Antibiotic shortage sparks diarrhoea ‘superbug’ spike

Tuesday 20 February 2018

Antibiotic shortage sparks diarrhoea ‘superbug’ spike

Tuesday 20 February 2018


Jersey saw a spike in cases of a ‘superbug’ that causes diarrhoea, dehydration and sometimes even death, due to a global shortage of an antibiotic in 2017.

15 cases of Clostridium Difficile – often referred to as C. Difficile or C. Diff – were recorded in the island’s Health institutions last year. It was the highest number of cases to hit the island’s hospitals in five years, up from 11 in 2016, just six in 2014 and 2015, and 10 in 2013.

The infection, which causes serious bowel problems, including painful stomach cramps, sickness, fever of above 38 degrees and weight loss, is known as a ‘superbug’ – one that cannot be treated with conventional antibiotics.

In 2006, the bug caused the death of 49 people across Leicester hospitals after an outbreak.
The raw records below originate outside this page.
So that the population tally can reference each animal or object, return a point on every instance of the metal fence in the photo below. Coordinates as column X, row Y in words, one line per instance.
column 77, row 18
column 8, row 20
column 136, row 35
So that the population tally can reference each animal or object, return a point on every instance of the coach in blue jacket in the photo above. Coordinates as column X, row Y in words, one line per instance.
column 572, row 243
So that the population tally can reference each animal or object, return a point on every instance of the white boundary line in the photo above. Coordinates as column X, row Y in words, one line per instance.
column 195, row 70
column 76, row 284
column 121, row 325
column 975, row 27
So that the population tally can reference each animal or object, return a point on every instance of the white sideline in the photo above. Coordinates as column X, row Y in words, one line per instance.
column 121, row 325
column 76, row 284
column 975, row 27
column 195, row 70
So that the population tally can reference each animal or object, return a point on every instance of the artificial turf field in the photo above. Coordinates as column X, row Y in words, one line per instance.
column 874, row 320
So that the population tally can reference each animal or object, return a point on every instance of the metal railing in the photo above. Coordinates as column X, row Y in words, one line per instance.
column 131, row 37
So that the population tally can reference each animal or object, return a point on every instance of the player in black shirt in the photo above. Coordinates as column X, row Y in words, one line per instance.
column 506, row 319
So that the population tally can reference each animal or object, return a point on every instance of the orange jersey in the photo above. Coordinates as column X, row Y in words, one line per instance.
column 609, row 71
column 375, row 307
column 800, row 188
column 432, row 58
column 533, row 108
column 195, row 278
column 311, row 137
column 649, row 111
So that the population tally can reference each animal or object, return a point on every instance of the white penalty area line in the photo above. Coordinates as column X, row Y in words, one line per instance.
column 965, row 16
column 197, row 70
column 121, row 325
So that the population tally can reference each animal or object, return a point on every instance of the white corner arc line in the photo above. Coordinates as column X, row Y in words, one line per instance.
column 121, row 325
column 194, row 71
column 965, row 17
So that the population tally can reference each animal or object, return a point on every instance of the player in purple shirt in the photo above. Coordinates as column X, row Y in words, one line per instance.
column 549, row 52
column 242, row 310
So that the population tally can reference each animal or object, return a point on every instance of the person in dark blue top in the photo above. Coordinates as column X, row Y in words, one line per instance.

The figures, which came as part of a response to an Express Freedom of Information (FOI) request, showed that seven additional cases were detected within the wider island community. Those cases brought the total number to 22, largely in line with the UK, which saw 24 cases per 100,000 population last year.

jersey general hospital

Pictured: A consultant said that the hospital was undergoing heightened cleaning and 'fogging' in contaminated areas.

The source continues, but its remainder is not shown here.